Read more: White Collar Crime Lawyer in New Jersey

According to federal prosecutors, Unger’s wife started collecting Social Security disability benefits in 2008, but she passed away a year later. Unger reportedly continued to collect her benefits and use them for personal expenses until October of 2013.

Social Security benefits typically last as long as you live, provide valuable protection against outliving savings and other sources of retirement income. A variety of situations may be considered fraud, waste, or abuse against Social Security though.

Some examples of fraud include, but are not limited to:

  • Making false statements on claims

When people apply for Social Security Benefits, they state that all information they provide on the forms are true and correct to the best of their knowledge. If a person reports something they know is not true, it may be a crime.

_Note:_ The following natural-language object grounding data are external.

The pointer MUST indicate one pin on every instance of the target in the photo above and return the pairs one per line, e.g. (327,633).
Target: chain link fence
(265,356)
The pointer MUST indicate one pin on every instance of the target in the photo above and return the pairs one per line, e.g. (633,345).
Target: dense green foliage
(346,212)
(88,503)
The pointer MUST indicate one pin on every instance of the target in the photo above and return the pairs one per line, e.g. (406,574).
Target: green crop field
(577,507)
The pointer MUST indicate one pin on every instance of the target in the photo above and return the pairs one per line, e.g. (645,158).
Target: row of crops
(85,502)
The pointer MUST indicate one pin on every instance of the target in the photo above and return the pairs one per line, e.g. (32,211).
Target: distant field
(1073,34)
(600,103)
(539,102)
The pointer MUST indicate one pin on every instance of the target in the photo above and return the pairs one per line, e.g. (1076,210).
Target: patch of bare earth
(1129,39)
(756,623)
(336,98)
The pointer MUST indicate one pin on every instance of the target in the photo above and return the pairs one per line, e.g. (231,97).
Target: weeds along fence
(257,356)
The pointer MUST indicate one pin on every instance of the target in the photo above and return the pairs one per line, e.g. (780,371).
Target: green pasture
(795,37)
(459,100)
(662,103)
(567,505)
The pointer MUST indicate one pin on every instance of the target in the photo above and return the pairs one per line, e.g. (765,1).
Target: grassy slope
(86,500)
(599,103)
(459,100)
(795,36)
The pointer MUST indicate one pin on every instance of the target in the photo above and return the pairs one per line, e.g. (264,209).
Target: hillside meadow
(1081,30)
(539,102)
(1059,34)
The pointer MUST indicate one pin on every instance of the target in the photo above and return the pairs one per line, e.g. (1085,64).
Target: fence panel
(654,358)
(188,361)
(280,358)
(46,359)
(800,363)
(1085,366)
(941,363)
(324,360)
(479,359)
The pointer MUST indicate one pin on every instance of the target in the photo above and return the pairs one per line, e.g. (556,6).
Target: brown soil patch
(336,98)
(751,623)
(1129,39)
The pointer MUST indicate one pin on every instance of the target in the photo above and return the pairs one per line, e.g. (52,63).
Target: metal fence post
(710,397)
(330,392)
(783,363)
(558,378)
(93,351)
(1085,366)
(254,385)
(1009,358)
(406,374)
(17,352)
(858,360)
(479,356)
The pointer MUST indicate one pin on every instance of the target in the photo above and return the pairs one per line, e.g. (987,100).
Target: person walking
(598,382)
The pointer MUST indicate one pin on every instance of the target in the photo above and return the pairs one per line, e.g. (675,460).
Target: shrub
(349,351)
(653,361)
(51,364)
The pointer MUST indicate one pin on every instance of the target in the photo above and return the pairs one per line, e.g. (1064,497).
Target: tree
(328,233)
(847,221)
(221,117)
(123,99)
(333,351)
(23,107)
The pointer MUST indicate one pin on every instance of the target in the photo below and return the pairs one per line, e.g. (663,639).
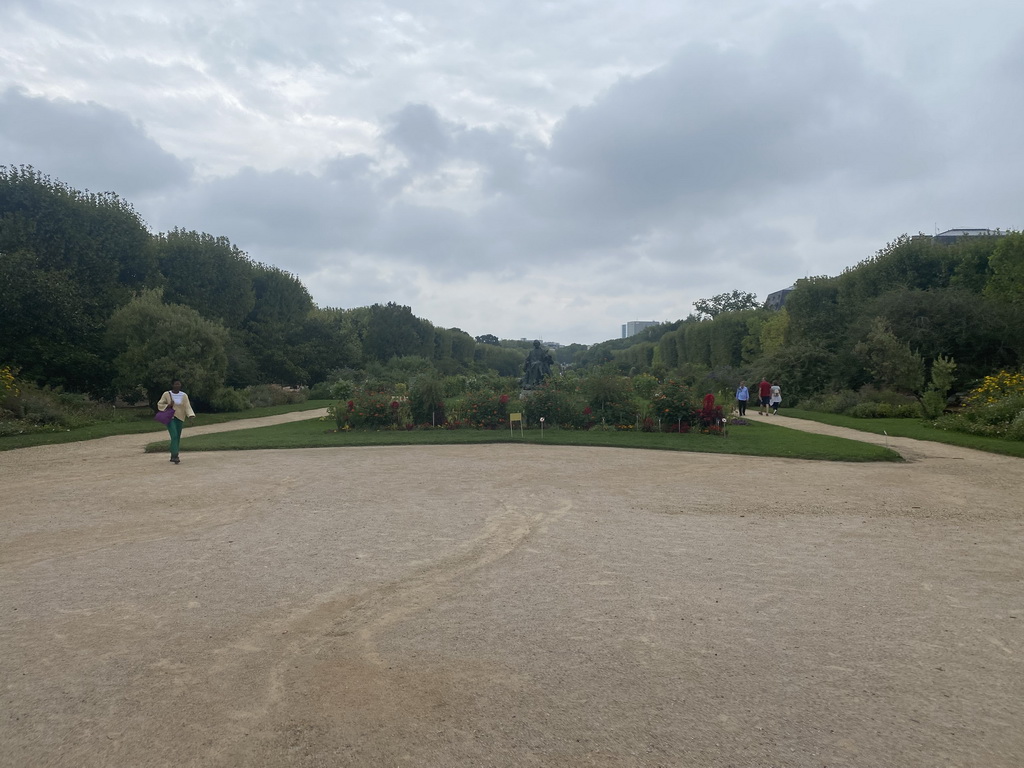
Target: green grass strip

  • Concealing facts or events that affect eligibility for social security benefits

It may be considered fraud if a person makes a false statement on an application or does not tell SSA of certain facts that may affect benefits.

  • Misuse of benefits

Sometimes, people who receive Social Security Benefits are not able to handle their own financial affairs. In those cases, SSA appoints a relative, friend, or another individual or organization to handle their Social Security matters. It may be a crime if a Representative Payee or anyone else misuses a person’s Social Security Benefits.

With almost 60 million people in the U.S. receiving some form of Social Security benefits, either through retirement or disability, fraud is inevitable. The SSA ranks third among government agencies when it comes to improper payments, including fraud. The total of estimated improper SSA payments in 2015 was $9.8 billion. Retirement, survivors and disability insurance made up about $5 billion of that amount, while supplemental security income accounted for the remaining $4.8 billion.

In addition, the use of fake or stolen Social Security numbers to obtain fraudulent tax refunds from the Internal Revenue Service was expected to cost taxpayers up to $21 billion in 2016, according to the agency itself. That’s up from 6.5 billion in 2014.